GAO shares industry perspectives on cybersecurity regulation

(Glenn Carstens Peters / Unsplash)

By GAO • Mar 06, 2026

Federal agencies have issued a variety of regulations to help protect the nation’s critical infrastructure. However, these can result in conflicting guidance, inconsistencies and redundancies. Harmonization refers to the development and adoption of consistent standards and regulations. Such consistency is important when critical infrastructure sectors are subject to multiple cybersecurity regulations so that these requirements will not overlap, duplicate, or contradict each other. Because the private sector owns most of the nation’s critical infrastructure, it is vital that the public and private sectors work together to protect these assets and systems.
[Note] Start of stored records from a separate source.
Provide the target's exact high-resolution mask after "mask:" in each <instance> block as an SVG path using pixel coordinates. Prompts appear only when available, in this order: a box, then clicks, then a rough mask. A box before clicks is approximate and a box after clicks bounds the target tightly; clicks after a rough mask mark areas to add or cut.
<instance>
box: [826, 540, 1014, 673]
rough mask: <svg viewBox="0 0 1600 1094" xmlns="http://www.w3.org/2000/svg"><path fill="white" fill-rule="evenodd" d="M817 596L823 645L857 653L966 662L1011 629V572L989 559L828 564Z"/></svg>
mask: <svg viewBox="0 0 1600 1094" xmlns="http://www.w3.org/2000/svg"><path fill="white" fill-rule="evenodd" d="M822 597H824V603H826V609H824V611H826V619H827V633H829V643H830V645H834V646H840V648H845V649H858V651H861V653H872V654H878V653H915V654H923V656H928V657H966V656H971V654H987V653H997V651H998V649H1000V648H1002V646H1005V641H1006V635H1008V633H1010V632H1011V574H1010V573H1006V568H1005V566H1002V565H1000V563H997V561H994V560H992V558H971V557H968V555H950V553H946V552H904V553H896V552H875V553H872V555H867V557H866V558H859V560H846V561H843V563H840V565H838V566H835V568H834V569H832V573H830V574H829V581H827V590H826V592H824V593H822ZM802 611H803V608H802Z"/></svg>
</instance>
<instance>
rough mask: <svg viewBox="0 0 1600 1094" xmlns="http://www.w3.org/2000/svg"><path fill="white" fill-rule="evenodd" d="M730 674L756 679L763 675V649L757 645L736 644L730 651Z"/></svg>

To this end, various federal agencies are responsible for assisting the private sector in protecting critical infrastructure, including enhancing cybersecurity.

GAO has long identified cybersecurity as a government-wide high-risk area. In May 2020, it identified adverse impacts that varying cybersecurity requirements issued by selected federal agencies and related compliance assessments had on state government agencies. Of the 12 recommendations GAO made to improve coordination in this area, agencies have implemented 11 and partially addressed the remaining recommendation. In June 2024, GAO testified on the efforts initiated to harmonize cybersecurity regulations and the adverse impacts that can occur without such harmonization.

GAO convened a panel discussion to gather industry perspectives on the harmonization of cybersecurity regulations. Specifically, participants noted that the Cybersecurity and Infrastructure Security Agency’s effort to provide free guidance, cybersecurity tools and risk assessments has been helpful. They also said that selected federal agencies have adopted other federal assessment tools to help provide cybersecurity evaluations. However, participants identified negative impacts that their industries experience with multiple and overlapping cybersecurity regulations and how these can result in redundant work and conflicts.